As chickens are coming home to roost in the Junk Bond Markets in the US the threat of a contagion impact across asset classes is now increasing. The fall in crude oil prices was welcomed as a positive development as till now it has created a massive $ 2 Trillion of savings for the global economy by putting extra money in the pockets of consumers. However as I had mentioned earlier a fall is very good but a crash will always have some negative side effects. We see those side affects play out now in the Junk Bond Market in the USA.

Out of a total of $ 1.3 trillion of Junk bonds raised over the last few years nearly $ 550 billion has been by oil exploration and related service providers to the US Shale gas investment cycle. This cycle has created a huge impetus to parts of the US economy and helped the US reduce dependence on imported oil significantly. However the crash in price of US Crude to levels of $ 58 which is lower than the average breakeven level of Shale Oil of $65 has the potential of triggering off a crisis. Some level of sell off has started again and the ripples of that are being felt across the entire asset value chain.

On one hand we have the “Junk Bond” markets and on the other hand we have the market of Bonds that are priced AAA when they possibly should be valued Junk.
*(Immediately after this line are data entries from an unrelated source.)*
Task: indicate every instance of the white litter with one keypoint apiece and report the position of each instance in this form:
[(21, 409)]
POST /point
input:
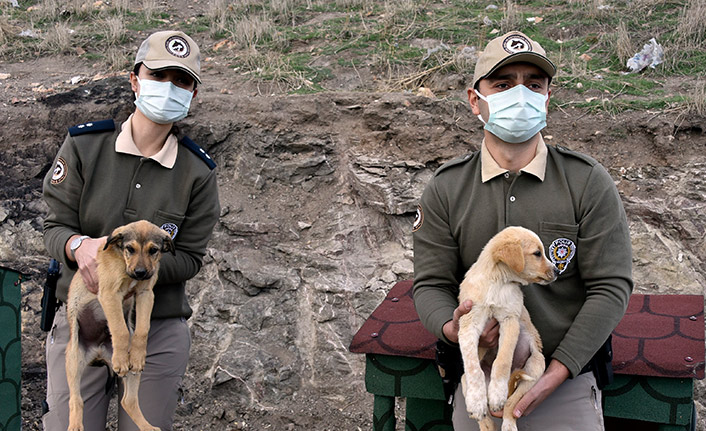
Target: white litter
[(651, 55)]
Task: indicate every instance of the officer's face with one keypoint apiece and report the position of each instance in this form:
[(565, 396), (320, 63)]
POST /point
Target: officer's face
[(176, 76), (505, 78)]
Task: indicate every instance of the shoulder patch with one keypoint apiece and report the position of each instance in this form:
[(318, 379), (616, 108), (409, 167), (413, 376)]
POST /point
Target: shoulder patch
[(565, 151), (191, 145), (92, 127), (456, 162)]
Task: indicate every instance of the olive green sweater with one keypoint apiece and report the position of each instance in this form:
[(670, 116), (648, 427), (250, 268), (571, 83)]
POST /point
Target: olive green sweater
[(94, 189), (575, 208)]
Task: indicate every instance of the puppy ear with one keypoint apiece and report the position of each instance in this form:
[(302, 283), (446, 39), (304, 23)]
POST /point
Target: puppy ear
[(168, 244), (511, 255), (116, 239)]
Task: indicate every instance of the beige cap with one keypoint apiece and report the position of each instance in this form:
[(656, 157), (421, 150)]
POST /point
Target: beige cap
[(168, 50), (512, 47)]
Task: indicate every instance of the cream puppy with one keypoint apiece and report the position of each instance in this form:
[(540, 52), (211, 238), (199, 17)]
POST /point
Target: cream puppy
[(511, 259)]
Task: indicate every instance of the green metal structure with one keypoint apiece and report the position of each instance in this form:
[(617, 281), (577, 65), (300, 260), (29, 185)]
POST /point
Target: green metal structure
[(658, 352), (10, 350)]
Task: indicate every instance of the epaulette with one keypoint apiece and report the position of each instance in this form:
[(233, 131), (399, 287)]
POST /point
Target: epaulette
[(454, 162), (188, 143), (588, 159), (92, 127)]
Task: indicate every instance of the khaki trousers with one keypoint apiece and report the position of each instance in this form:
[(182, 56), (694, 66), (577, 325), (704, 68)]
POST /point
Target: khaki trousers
[(574, 406), (168, 347)]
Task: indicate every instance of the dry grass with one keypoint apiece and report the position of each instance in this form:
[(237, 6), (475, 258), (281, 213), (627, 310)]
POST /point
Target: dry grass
[(114, 30), (698, 99), (118, 59), (149, 8), (274, 67), (121, 6), (218, 13), (623, 46), (6, 31), (511, 19), (691, 34), (249, 31), (57, 39), (692, 23)]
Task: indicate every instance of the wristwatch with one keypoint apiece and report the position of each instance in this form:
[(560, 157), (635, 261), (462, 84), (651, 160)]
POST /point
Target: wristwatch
[(75, 244)]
When the US Federal Reserve started its cycles of Quantitative Easing it was actually successful in bringing long term rates down while bringing short term rates around the policy rates. On the gross basis the US FED is sitting on significant mark to market profits at this stage. How it will behave in the future is a matter of debate. However the bigger risk comes from the Euro Zone where countries like Italy and Spain (Lets not talk Portugal, Greece etc) today borrow at interest rates which are lower than the rate at which AAA borrowers can borrow. This is despite no structural improvements in their economies and recessionary economies. The ECB is moving on its new asset buy program at a time when the prices of those assets are already distorted much beyond fundamental. No one was willing to lend to these countries at 7% plus two years back and now they are borrowing at 2% for 10 year money.  The probability of the ECB ending up with huge losses on its Balance Sheet is extremely high as it accelerates its new Asset Buy program. Financial Markets now used to continuous doses of drugs are unable to fathom the risk that lies ahead.

Credit Market risks do not only flow from the US and European Markets. There is this case of borrowings of Oil Export Revenue dependant economies where the probability of default in some cases in increasing. Last week the probability of default of Venezuela went upto as high as 93%.

The Sovereign Wealth Funds of large Oil exporting countries have also been huge providers of capital across the world. As Oil prices collapse, export revenues reduce and the Budgets move into Deficit most of these countries at this stage could stare at actually removing liquidity from Global Equity and Bond assets from a scenario where their flows continuously increased over the last 10 years.

The risk of implosion of Chinese Wealth Management products that are extremely opaque has been talked off over the last 2-3 years. However defaults in China have been muted and have not been of any systematic risk till date. However these things come to fore much more as Economic Activity slows which results in an increase in Non Performing Assets. It is now a reality that Chinese Growth is going to slow. The impact this has on Chinese Local Government Debt as well as other opaque wealth products will need to be seen going forward.

IN CONCLUSION

In conclusion we have seen that Equity Markets have reached all time highs across markets in the month of November. We have seen a selloff in Emerging Market currencies start a few months back. A vast majority of EM currencies are now at multi year lows. The Equity Markets of some of the commodity dependant EM’s have also sold off significantly. With an improving US growth outlook and probability of rate increases going forward we could see a further strength in the US Dollar and sell off in EM currencies. This has happened at a time when growth has been faltering everywhere but the US. On top of this we now have issues that have come up in the Credit Markets which have the potential to create huge volatility and potentially a global market selloff.

While long term potential remains high in India the short term risks are high and growing. It should play out over the next few weeks.